Orchids at Eastwood Park, Glasgow, the residence of David Tod, Esq.—This collection of Orchids is doing well, especially the cool kinds, and the Cattleyas which latter are special favourites with Mr. Tod, since they do not require so much heat as some others. There are here many hundreds of Odontoglots, and we noticed some fine forms in bloom, especially in the large house, in which was a grand display of Odontoglossum Alexandræ, many of the plants with well furnished spikes. Of O. Pescatorei there are also some fine examples with vigorous branching panicles, and other wonderfully fine specimens, having massive pseudobulbs, which had produced noble spikes of blooms. Mr. Ewart, the gardener, takes great interest in the plants, which have much improved during the last two years.

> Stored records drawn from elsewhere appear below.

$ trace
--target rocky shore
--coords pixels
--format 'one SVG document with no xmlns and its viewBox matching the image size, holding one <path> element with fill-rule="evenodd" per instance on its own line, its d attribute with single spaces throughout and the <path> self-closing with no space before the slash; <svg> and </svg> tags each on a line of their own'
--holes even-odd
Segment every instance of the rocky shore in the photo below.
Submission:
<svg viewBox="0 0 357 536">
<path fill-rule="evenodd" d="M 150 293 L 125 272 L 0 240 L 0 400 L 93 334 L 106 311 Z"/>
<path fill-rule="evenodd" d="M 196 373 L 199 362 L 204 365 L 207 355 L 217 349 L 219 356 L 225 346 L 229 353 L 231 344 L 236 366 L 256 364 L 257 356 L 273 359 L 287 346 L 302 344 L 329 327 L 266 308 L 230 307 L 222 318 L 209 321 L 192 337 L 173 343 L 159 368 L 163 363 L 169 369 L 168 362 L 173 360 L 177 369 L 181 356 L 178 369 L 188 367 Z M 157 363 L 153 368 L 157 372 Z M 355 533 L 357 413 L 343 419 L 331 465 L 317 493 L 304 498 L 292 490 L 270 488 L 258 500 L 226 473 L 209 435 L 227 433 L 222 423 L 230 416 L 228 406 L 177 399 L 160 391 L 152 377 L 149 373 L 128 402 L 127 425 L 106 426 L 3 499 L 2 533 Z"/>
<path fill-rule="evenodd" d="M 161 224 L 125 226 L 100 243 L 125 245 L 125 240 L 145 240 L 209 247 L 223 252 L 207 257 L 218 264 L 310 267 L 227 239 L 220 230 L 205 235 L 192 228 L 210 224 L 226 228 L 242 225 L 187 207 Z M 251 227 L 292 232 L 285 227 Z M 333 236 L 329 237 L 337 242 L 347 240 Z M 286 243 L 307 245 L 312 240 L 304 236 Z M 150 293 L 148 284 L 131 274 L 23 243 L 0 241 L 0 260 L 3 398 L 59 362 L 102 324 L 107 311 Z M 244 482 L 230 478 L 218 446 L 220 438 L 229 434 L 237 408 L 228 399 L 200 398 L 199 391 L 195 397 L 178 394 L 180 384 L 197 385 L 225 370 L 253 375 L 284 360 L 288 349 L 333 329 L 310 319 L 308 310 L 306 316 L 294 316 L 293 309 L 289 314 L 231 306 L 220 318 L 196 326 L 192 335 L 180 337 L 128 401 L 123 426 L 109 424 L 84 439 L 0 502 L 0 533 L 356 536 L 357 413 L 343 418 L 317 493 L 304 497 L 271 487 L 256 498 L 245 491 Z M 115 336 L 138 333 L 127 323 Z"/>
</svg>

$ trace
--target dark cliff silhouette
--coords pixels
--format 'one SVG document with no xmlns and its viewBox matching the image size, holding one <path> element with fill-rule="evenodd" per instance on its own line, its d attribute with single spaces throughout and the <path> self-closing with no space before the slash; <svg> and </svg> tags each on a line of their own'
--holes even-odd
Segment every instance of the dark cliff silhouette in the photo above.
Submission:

There are two other houses filled with Odontoglots and Masdevallias. Here many of the Odontoglots are smaller, but they are doing well. We noticed two very fine specimens of Odontoglossum Andersonianum showing well for bloom, and these, Mr. Tod informed us, are very fine varieties. By their side stood the rare O. Ruckerii, just coming into flower. The collection also includes many other rare Odontoglots. In another house, half-span roofed, there is a numerous collection of miscellaneous Orchids, including some fine specimens of Phalænopsis Schilleriana and others. There are also good plants of Cattleyas of most of the leading kinds, as well as Lælias and Dendrobiums; and fine specimens of Cypripedium caudatum on the front stage are doing well, and had produced many flower spikes. In this house Odontoglossum Roezlii grows very freely, and is in a clean and healthy condition, the plants seeming to get the treatment they like. Mr. Tod parted with his fine specimens of this species last year, but the pieces that are left are making good plants.
Adjoining this house is a most splendid Fernery, beautifully laid out, and planted with the best Ferns, Palms, Begonias, &c., which are in vigorous health.—B. S. W.
PL. 117. LÆLIA HARPOPHYLLA.
LÆLIA HARPOPHYLLA.
[[Plate 117].]
Native of Brazil.
Epiphytal. Stems slender, terete, six inches to a foot high, invested with sheathing bracts, monophyllous. Leaves ligulate, acuminate, about an inch in breadth, dark green. Peduncle issuing from a longish terete sheath, and having raceme about six inches long. Flowers four to seven in a raceme, rather small in size, but highly coloured, and very attractive; sepals lanceolate, acute, one and three-quarter inch in length, and of a bright orange-vermilion; petals similar in size, form, and colour; lip three-lobed, the side lobes erect plane, of the some orange colour as the sepals, with the acute upper front angle whitish and somewhat drawn out, the margins just meeting over the column, the middle lobe creamy white, the disk marked with four orange-coloured lines, about twice as long as the side lobes, linear acuminate, recurved, with a crispy margin; keels nearly obsolete.
Lælia harpophylla, Reichenbach fil., in Gardeners’ Chronicle, 1873, 542; Floral Magazine, N.S., t. 372; Garden, xxiii., 116, t. 400.
This, observes Professor Reichenbach, is one of those curious plants which “are not decided species, and yet they must be named and registered. It would be Lælia cinnabarina, if it had not a stem as thin as that of a showy Pleurothallis, a single acuminate leaf, and much narrower and straighter parts of the flower.” * * * “Perhaps it is a mule between a Brassavola and Lælia cinnabarina?” Whatever its origin and direct relationship, there is no doubt that it is one of the most distinct and beautiful of Orchids, as it affords a colour that is not only rare, but exceedingly effective. The flowers may be considered small as compared with the majority of the species of Lælia, which, indeed, are generally large-flowered, and rank among the most gorgeous and showy of Orchids, but even in this species they measure fully three inches across. It is a singular fact, that most of the orchidaceous species with orange-vermilion flowers have blossoms smaller than those of other colours. We have often noticed this fact amongst the Orchids that we have met with, and, indeed, it my be observed through nearly all the genera, that there are no large-sized flowers of this orange or vermilion colour. We are, however, hopeful that our energetic collectors may succeed in importing some having this character. It is true the Sophronites grandiflora bears highly coloured vermilion-scarlet flowers which may be considered large in proportion to the size of the plant, and a most charming Orchid it is, but we should, nevertheless, welcome some examples, at least, of these brilliant and startling colours among those larger-growing subjects which produce larger flowers.